Pemerintah harus memastikan ketentuan dan jaminan transisi yang lancar sehubungan dengan
investasi yang ada di Indonesia.

Pada tahun 2019, Indonesia tidak dapat memenuhi kebutuhan gas baik untuk konsumsi
domestik maupun kontrak ekspor. Kondisi ini akan membutuhkan impor gas sebesar d47,8% dari
total kebutuhan pada tahun tersebut. Hal ini terjadi karena rata-rata permintaan tahunan tumbuh
sebesar 5,4%, sedangkan pasokan berkurang 9,8% per tahun mulai tahun 2019. Untuk memenuhi
kebutuhan dalam negeri harus ada penambahan cadangan gas yang besar pada potensi pasokan,
khususnya Kilang FLNG Masela 2 pada tahun 2019. Lapangan ini diharapkan dapat
menghasilkan gas bumi sebesar 190 MMSCFD untuk keperluan domestik. Dalam skenario ini,
Indonesia masih harus mengandalkan gas impor karena kebutuhan tahunan jauh lebih tinggi dari
kemampuan produksi. Namun terdapat opsi yaitu percepatan pengembangan gas Natuna Timur.
Blok gas ini memiliki cadangan gas alam sekitar 46 TCF yang mengandung lebih dari 70% CO2
dan kaya akan belerang. Konsorsium bersama Pertamina-ExxonMobil-Total-PTTEP berencana
mengembangkan lapangan ini, dan mulai beroperasi pada 2020. Namun, pengembangan ini
terkendala oleh mahalnya biaya pemisahan CO2-metana dan penyimpanan CO2 di akuifer.
Untuk cadangan inkonvensional, potensi pasokan gas dari Coal Bed Methane (CBM) tidak dapat
diprediksi karena produksi CBM masih jauh dari target pemerintah sebesar 500 MMSCFD; pada
tahun 2015, produksi CBM Indonesia kurang dari 1 MMSCFD. Hambatan utama yang dihadapi
dalam pengembangan CBM Indonesia adalah kebijakan dan birokrasi. Skema Kontrak Bagi
Hasil yang diterapkan pada operasional CBM tidak sesuai dengan karakteristik pengembangan
CBM. Operasi CBM membutuhkan tingkat fleksibilitas yang lebih tinggi dalam kegiatan
eksplorasi mereka dibandingkan dengan gas konvensional. Masalah utama adalah regulasi yang
rumit dan birokrasi yang panjang, terkait penundaan dalam mendapatkan izin terkait akses lahan
dan eksplorasi dari berbagai otoritas di berbagai tingkat pemerintahan, dan pengadaan untuk
memprioritaskan konten lokal meskipun tidak memiliki rig domestik yang dirancang khusus
untuk operasi CBM (Kalpikajati & Hermawan, 2022).

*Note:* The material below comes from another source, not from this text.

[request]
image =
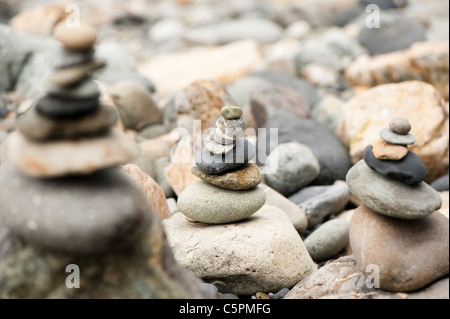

Pengembangan kendaraan berbahan bakar gas memiliki potensi besar untuk


menggantikan kendaraan berbahan bakar minyak bumi. Di sektor komersial, terdapat peluang
bisnis penerapan teknologi pembangkit listrik tenaga pendinginan-pemanas gabungan berbasis
gas untuk menghemat energi. Sedangkan Indonesia bagian timur, dengan potensi kebutuhan gas
yang rendah, membutuhkan logistik gas yang spesifik, seperti LNG kecil dan CNG marine. Di
Indonesia bagian timur, potensi bisnis yang terkait dengan pengembangan infrastruktur gas skala
kecil adalah untuk memenuhi kebutuhan bahan bakar pembangkit listrik kecil atau industri
offgrid. Pembangunan infrastruktur skala besar, terutama untuk memenuhi kebutuhan bahan
bakar smelter, juga dimungkinkan. Meskipun potensi permintaan gas tambahan tinggi, Indonesia
perlu menangani percepatan pembangunan infrastruktur gas baru di dalam negeri; namun
demikian, beberapa kendala masih menghambat pengembangan gas bumi dan pemanfaatan gas
bumi secara luas untuk menggerakkan perekonomian nasional yang berkelanjutan. Untuk
mengatasi kendala tersebut, pemerintah harus melakukan upaya serius untuk mendorong
pengembangan industri gas bumi di dalam negeri (Yuliant & Fitrhatin, 2020).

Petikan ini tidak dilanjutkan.